Flat Rock Cellars & Malivoire

What more can I say about these 2 producers, except that they are exceptional and my favourites. The Pinot Noirs they make are very close to my heart. Wonderful to see the evolution in their vintages, as these are fairly young producers. Friendly and knowledgable staff, unpretentious. These producers are true to the land and are really the benchmark that every other Niagara winery should set themselves against. I can't wait to taste the 2007 Pinot Noirs from each estate.

Lailey Vineyard

We had another tour booked here. We were taken to the vineyard. More of the heavy clay soil we say earlier around Beamsville in west Niagara. Introduced to some of the customary pruning techniques of a vineyard. I love walking in vineyards. That to me is the most important part of a wine. I love nothing more than to be in the soil and vines. The spritualness of being surrounded by what will eventually transform into wine is........indescribable.

Tasting barrel samples was quite another experience. We were given barrel-fermented chardonnay samples to try, which was still sur lie. Some old vine chardonnay samples were also drawn for us, which was so delightful. Minerally and stony, it just washes your palate with a light creaminess, but the finish just cleans out your palate so well. We also tried some 2007 Pinot Noir from the barrel. Still very raw, the tannins are long, hard and quite excellent. Tasting barrel samples is so different - it's the texture you should focus on.
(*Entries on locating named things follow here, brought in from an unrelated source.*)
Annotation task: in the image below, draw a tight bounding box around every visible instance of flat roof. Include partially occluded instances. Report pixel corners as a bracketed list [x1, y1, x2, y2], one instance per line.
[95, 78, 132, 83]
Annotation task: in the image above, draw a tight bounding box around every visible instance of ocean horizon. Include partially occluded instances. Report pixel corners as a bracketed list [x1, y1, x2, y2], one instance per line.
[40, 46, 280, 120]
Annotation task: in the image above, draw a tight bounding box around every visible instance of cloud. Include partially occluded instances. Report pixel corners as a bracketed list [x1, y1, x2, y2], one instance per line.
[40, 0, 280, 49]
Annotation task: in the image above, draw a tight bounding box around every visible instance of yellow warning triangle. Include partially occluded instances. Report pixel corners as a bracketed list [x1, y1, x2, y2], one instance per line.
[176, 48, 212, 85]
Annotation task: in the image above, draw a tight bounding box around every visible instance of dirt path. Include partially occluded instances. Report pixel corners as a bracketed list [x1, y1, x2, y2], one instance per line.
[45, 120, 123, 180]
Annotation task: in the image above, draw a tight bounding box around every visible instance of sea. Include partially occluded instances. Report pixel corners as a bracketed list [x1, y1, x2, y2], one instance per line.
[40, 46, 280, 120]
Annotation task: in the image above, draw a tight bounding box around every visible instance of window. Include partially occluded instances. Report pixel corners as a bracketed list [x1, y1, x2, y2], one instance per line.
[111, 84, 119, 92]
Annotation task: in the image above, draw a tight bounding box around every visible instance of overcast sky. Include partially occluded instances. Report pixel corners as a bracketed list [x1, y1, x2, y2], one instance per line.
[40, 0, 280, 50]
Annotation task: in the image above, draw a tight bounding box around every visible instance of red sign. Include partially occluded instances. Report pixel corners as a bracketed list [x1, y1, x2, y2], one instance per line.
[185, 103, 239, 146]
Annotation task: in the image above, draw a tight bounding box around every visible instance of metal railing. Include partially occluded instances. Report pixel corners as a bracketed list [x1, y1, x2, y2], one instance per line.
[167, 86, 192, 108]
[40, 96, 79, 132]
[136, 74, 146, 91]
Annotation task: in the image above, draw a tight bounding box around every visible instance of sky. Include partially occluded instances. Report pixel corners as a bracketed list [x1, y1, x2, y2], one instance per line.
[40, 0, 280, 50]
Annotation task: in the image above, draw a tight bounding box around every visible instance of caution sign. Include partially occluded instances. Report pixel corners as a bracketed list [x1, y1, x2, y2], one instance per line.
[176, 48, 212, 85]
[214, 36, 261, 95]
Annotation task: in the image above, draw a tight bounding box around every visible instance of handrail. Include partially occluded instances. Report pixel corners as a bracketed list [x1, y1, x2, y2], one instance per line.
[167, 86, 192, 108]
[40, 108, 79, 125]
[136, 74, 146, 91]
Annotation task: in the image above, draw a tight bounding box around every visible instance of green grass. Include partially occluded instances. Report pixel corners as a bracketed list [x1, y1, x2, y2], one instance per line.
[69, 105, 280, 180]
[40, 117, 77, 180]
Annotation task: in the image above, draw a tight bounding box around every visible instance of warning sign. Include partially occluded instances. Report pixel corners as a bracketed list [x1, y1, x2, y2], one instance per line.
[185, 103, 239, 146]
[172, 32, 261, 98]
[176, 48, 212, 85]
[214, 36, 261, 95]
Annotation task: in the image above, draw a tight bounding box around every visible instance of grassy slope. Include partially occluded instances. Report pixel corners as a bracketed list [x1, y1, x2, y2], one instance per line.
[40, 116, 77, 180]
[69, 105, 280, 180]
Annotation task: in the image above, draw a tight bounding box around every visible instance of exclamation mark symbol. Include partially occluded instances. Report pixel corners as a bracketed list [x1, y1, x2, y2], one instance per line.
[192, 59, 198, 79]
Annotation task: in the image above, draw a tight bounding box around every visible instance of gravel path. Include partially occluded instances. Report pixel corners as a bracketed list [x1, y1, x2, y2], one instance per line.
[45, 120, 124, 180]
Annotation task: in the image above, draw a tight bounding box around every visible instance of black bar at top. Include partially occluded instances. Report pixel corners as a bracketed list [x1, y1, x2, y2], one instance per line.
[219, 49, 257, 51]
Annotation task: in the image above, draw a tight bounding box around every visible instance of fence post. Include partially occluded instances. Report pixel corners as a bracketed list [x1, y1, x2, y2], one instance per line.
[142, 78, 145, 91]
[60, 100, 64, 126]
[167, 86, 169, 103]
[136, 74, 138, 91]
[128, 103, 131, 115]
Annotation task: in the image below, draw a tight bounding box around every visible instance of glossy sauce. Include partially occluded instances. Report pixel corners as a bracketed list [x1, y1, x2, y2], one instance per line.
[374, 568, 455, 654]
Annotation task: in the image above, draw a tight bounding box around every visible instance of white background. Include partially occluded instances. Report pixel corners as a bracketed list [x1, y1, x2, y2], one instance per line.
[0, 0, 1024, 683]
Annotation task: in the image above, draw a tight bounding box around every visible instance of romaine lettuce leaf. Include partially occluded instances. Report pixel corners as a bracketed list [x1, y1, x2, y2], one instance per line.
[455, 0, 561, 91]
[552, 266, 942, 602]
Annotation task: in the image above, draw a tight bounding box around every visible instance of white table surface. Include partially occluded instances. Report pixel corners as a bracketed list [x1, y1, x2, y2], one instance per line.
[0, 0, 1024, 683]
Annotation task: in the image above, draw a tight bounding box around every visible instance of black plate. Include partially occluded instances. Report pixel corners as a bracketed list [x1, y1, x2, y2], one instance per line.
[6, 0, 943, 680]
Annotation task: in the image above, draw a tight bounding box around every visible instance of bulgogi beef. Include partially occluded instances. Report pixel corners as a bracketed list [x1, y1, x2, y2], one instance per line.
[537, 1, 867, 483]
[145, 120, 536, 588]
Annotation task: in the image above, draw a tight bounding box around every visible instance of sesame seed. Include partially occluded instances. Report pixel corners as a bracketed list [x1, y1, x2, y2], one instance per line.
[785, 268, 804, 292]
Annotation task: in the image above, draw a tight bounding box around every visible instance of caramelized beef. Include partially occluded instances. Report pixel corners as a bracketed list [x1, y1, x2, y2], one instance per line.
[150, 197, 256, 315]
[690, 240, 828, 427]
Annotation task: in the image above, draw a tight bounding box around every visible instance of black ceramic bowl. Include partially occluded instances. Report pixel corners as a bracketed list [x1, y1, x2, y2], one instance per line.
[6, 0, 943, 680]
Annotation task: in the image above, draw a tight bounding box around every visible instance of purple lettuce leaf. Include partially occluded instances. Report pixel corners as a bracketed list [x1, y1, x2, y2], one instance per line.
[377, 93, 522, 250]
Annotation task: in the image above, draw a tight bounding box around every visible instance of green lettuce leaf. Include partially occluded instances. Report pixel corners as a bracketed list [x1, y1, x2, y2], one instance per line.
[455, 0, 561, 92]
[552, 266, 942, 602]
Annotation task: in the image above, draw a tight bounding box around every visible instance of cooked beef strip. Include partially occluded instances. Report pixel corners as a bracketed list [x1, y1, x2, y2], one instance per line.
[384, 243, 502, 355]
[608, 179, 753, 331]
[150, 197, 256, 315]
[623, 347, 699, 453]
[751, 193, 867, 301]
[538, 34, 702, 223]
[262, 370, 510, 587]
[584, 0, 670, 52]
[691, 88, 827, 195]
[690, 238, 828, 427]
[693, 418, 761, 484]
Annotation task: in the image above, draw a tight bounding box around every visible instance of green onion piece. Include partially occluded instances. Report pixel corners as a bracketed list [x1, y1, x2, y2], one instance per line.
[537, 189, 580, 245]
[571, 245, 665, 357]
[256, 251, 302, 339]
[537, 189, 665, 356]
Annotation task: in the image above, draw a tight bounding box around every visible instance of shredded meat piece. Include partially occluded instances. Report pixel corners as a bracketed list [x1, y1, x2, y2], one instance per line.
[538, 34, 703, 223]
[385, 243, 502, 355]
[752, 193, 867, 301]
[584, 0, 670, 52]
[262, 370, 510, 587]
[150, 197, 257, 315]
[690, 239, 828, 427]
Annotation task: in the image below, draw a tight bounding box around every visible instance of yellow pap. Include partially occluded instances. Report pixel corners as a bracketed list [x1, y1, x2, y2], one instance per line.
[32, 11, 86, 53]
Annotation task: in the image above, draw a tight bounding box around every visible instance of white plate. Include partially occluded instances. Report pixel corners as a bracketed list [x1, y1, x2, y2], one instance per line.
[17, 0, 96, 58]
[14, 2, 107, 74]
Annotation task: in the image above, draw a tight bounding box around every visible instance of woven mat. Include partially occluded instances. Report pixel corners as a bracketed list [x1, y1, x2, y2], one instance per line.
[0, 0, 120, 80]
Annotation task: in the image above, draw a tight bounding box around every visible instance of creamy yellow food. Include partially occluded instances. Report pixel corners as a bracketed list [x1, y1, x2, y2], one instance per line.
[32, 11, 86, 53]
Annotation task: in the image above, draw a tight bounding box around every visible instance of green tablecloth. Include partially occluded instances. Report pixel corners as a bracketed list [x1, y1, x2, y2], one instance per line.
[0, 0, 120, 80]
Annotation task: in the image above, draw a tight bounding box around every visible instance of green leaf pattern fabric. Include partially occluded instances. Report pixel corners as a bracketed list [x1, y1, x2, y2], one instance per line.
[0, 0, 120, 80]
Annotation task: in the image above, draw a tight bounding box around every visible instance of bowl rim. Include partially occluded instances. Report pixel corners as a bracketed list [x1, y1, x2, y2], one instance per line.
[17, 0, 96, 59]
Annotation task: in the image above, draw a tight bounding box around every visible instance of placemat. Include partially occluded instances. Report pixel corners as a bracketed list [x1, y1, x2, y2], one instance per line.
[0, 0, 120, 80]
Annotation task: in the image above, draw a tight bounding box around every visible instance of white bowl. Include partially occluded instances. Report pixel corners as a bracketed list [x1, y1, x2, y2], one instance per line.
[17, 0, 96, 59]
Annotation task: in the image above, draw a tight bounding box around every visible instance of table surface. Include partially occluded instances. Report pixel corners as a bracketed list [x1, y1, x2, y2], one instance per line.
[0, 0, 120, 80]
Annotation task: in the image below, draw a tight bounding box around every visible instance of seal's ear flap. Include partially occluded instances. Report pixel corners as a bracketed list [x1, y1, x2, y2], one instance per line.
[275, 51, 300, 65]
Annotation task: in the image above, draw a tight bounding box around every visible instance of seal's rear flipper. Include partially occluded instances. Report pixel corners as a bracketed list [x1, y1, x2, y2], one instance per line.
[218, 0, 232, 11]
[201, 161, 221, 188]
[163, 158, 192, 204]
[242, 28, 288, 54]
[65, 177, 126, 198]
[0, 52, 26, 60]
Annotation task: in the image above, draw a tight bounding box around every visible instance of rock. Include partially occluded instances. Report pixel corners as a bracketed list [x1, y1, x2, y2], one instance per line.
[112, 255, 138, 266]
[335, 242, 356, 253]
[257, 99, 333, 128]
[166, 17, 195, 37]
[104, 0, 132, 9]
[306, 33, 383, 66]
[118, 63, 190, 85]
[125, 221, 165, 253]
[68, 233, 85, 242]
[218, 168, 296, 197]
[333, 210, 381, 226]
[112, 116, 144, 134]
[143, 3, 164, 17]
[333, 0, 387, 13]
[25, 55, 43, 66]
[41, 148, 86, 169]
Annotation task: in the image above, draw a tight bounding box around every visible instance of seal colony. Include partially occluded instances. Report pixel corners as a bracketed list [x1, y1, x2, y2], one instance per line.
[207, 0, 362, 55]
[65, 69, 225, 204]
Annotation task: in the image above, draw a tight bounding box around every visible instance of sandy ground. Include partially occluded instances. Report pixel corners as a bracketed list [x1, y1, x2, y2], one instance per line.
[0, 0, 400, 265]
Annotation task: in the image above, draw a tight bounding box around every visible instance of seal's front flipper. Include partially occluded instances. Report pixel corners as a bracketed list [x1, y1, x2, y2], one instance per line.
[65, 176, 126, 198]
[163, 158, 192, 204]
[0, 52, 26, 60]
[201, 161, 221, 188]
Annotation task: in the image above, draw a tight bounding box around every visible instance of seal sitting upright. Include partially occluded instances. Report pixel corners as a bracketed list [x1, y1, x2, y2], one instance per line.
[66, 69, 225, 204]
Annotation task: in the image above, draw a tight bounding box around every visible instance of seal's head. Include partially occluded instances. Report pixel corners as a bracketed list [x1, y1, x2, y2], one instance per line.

I really want to taste the 2007s in bottle, but obviously, they still have some more time to go in barrel. Wonderful strawberry and red fruits in the mouth, such a transcendant acidity and tannic structure.

Finally, we tried samples from bottle. Lailey is doing some really interesting things with red wines, especially their Syrah. So spicy, obvious black pepper on the nose! I've never smelled so much black pepper on any syrah. Wish it was a bit more integrated, than in your face, but certainly an interesting expression.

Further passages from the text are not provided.